When drawing from preexisting works, how do you balance legal and moral obligations with the potential to create new art? Noah Creshevsky
Since I cannot close my ears the way I can close my eyes, I am obliged to hear all kinds of sounds throughout the day. The sounds of our shared environment form a common sonic reality. Sadly, in our rich country, “brother, can you spare a dime?” is legally spoken and heard on our streets, but the phrase itself is the title of a song, and that song is bountifully annotated as “Copyright Warner Bros., Inc. and E.Y. Harburg and Jay Gorney.”
Fortunately, the laws of our land did not allow Henry Luce to copyright “time” or “life” when he named his magazines after these fundamental facts of existence. A number of musical elements are basic to our history and culture. Single tones, major and minor chords, scales and modes, common sequences, and arpeggios are among the building blocks of most of the western world’s music. Contemporary technologies make it possible for all of us to harness the broadest possible spectrum of sound to create an infinite variety of musical palettes.
Irrelevant economic and social considerations continue to limit our conception of what music can be. When a soprano is hired for a concert performance, it is economically and dramatically appropriate that she be called on to perform enough notes to justify a paycheck and her presence on the stage. We must not pay good wages to a live performer who merely sings a 10-second coda at the end of a sonata for violin and piano. That’s bad economics. Additionally, what to do with the tacit singer until her possibly glorious coda presents a dramatic cognitive dissonance. Bad economics and bad drama unite to form a powerful dis-incentive to compose that coda, but the issue disappears when one composes for recordings instead of for live concerts.
The future of music and the future of concerts are not the same issues at all. If nothing else, those of us who sit together with our students, colleagues, and friends at poorly attended concerts of new music have to wonder what is wrong with this picture. At no time in human history has so much music been heard by so many people. At the same time, attendance at most “non-pop” concerts is in critical decline. Perhaps music has lost some of its power through overexposure, but I think that much of the overexposure is related to the steady reiteration of the same 12 notes played on a handful of familiar instruments.

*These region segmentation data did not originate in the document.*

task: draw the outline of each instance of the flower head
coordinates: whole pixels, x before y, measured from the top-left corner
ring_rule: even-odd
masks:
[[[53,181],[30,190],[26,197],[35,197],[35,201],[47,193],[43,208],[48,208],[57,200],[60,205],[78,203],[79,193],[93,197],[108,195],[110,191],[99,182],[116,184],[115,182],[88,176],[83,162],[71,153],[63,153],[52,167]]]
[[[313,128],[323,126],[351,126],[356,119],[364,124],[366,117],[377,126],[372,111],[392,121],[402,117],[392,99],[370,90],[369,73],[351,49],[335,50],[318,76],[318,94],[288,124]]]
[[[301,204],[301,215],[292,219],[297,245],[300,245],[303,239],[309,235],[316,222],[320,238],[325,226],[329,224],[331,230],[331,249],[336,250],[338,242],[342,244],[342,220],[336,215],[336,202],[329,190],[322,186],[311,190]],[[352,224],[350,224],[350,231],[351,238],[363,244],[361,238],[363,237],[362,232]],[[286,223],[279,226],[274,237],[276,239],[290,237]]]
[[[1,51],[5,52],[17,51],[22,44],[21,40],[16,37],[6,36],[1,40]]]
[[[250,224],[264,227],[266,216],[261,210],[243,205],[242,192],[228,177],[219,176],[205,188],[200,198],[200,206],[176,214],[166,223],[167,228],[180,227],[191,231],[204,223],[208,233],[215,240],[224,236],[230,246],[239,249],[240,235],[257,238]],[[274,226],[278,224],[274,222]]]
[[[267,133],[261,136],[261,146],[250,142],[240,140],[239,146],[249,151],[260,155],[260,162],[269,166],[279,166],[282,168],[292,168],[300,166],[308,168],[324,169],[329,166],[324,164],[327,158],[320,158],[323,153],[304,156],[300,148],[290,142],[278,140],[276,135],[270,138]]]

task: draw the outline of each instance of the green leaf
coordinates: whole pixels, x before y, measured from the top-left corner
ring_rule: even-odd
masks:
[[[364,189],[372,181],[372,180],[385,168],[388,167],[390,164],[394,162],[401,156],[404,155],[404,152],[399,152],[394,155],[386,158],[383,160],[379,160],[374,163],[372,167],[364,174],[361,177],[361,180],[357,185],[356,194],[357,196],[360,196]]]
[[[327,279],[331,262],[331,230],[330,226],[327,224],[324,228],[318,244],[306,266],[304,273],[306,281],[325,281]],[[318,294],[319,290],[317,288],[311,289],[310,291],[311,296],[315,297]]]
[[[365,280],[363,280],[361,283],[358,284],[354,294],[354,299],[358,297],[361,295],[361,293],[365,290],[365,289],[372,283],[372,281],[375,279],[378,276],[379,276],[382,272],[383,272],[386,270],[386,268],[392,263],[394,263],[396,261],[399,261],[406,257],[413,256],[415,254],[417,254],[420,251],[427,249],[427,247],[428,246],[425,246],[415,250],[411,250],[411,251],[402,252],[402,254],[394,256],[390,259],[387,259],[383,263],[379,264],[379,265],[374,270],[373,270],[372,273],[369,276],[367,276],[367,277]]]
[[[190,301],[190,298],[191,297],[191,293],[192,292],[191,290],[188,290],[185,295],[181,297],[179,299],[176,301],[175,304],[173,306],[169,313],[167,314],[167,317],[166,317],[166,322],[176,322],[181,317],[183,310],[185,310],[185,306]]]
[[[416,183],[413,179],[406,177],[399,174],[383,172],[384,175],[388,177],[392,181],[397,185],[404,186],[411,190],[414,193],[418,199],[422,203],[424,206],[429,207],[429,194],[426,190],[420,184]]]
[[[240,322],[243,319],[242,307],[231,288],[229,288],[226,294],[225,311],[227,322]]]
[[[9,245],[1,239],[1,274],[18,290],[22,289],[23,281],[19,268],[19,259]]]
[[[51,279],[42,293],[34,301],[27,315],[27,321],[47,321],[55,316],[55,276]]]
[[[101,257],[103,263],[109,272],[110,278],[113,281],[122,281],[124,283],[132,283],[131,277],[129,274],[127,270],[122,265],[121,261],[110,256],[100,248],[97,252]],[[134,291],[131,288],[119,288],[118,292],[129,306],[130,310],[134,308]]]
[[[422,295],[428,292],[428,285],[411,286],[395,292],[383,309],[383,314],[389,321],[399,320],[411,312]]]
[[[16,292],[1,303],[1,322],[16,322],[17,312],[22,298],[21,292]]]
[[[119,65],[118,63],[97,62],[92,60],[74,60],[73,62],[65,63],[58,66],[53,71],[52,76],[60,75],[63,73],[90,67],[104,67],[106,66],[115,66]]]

Raised as we are on film and television, our ears have come to expect a new sonic environment for each new show. Why then is it considered reasonable to hear mere variations on the same timbral theme over and over again, through the fixed palettes of pianos, string quartets, wind ensembles, and symphony orchestras?
Visual art embraces an ever-broadening palette that has moved outward from paint to include plastic, metal, newspaper, fabric, etc. At the same time, music departments have quarreled over tenor saxophones, electric guitars, and accordions. These squabbles are particularly foolish in an age in which any sound that can be heard can also be recorded, manipulated, and shaped into viable, natural, expressive musical compositions.
Of course, there is a legal hitch in this otherwise splendid sonic bonanza. It is the hitch of private ownership. “From each according to his ability, to each according to his need” may not hold much weight in today’s world, but we ought not to give up the spirit of its message without a fight. Performers are surely entitled to be paid for their labor. A major chord is only a major chord, but Emanuel Ax‘s arpeggiated major chord at the end of a movement of a Beethoven sonata is the property of Mr. Ax and the recording company that holds the copyright to that particular performance and recording of that chord. The chord itself is communal property, but its performance is proprietary. Right is right, after all, and it is very difficult to sweep the issue under a rug, no matter how much one might like to do so.
“Open palette”—the concept that music can be made from an ever-changing medley of diverse sounds—is on a collision course with current copyright laws. I believe that these laws need revisiting.
The proper work of composers is the creation of new music. We do not ask our attorneys and legislators to play violins in a public forum, but I hope they will work hard to renovate our copyright laws. Hopefully, our brothers and sisters will come together to “spare a dime,” and another dime, and yet another. Ten cents, after all, is very little, but a collection of dimes becomes something much more. Our ears and minds need nourishment. It will be an ethical and cultural tragedy if composers are not allowed to capture the sounds of our world.